Mendi + Keith Obadike
Mendi: We are trying to experience what the sounds hold. ... As Keith said to me earlier “change the air.” Keith: It is a subtle way of working. I think it’s what we like about it. Mendi: Our ephemeral inheritance also holds information. —Excerpts from Mendi + Keith Obadike - Being There: Tuesday Evenings with the Modern (November 11, 2020), with guest curator and artist lauren woods
Mendi + Keith Obadike is an artist couple who work collaboratively to make music, art, and literature, creating layered works that address timely and relevant issues in thoughtful, beautiful, and poetic ways. To much acclaim, Mendi + Keith Obadike have been widely commissioned and featured in significant exhibitions and art related events with multifaceted and experiential works that come out of varied and extensive research, evoking a full body experience for viewers, and leaving an impactful record of their existence.
For Tuesday Evenings at the Modern, Mendi + Keith Obadike present Sound, Site, Structure, a presentation of images and sounds from recent projects.
Mendi + Keith Obadike are sound artists and composers who have exhibited and performed at The New Museum, The Studio Museum in Harlem, The Metropolitan Museum of Art, and The Museum of Modern Art in New York. Their projects include a series of large-scale, public sound art works: Blues Speaker (for James Baldwin) at The New School (2015) and Free/Phase at the Chicago Cultural Center (2014) and the Rebuild Foundation (2015), as well as authoring several books and albums.

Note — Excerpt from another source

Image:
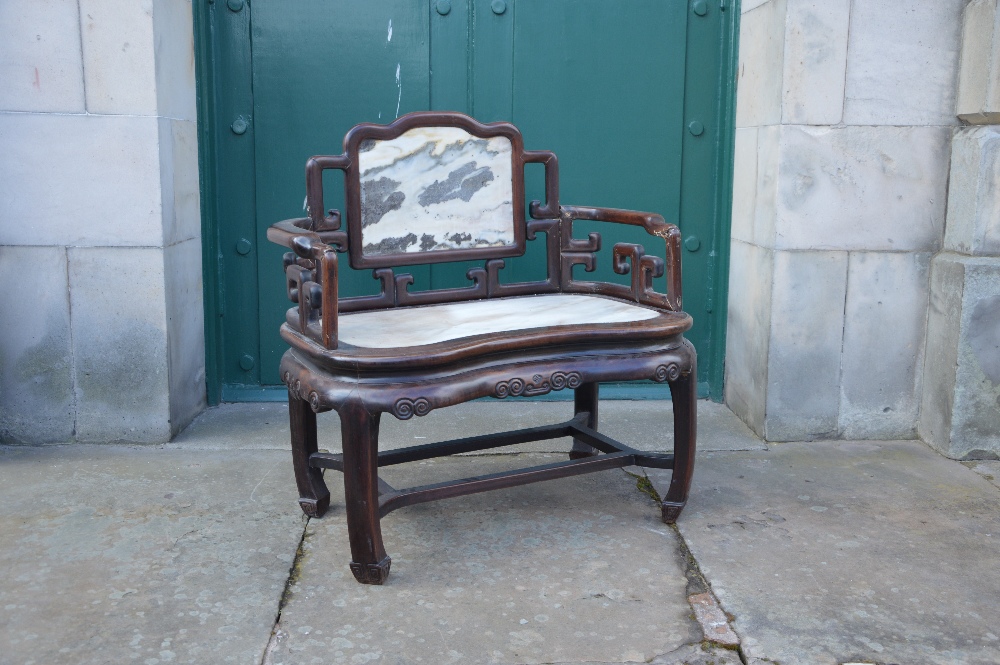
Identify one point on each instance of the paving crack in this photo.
(716, 624)
(277, 634)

Their honors include a Rockefeller New Media Arts Fellowship, a Louis Comfort Tiffany Award, and a New York Foundation for the Arts Fellowship in Fiction, among others. Their recent projects are Anyanwu (2019), a public sound installation; Book of Light (2019), a sound and light show commissioned by Carnegie Mellon University; the overnight musical work, Lull, a sleep temple (2020); a music/video work entitled The Sun (2020); Lift (2021), a music/video meditation on the song known as the Black National Anthem, “Lift Every Voice And Sing”; the sound and light show Difference Tones (2022); and their tono-type series—sound sculptures meditating on the sonic language of writers—The Bell Rang (2022), Timbre (2022), Frequency (2022), and Harmonies (2022).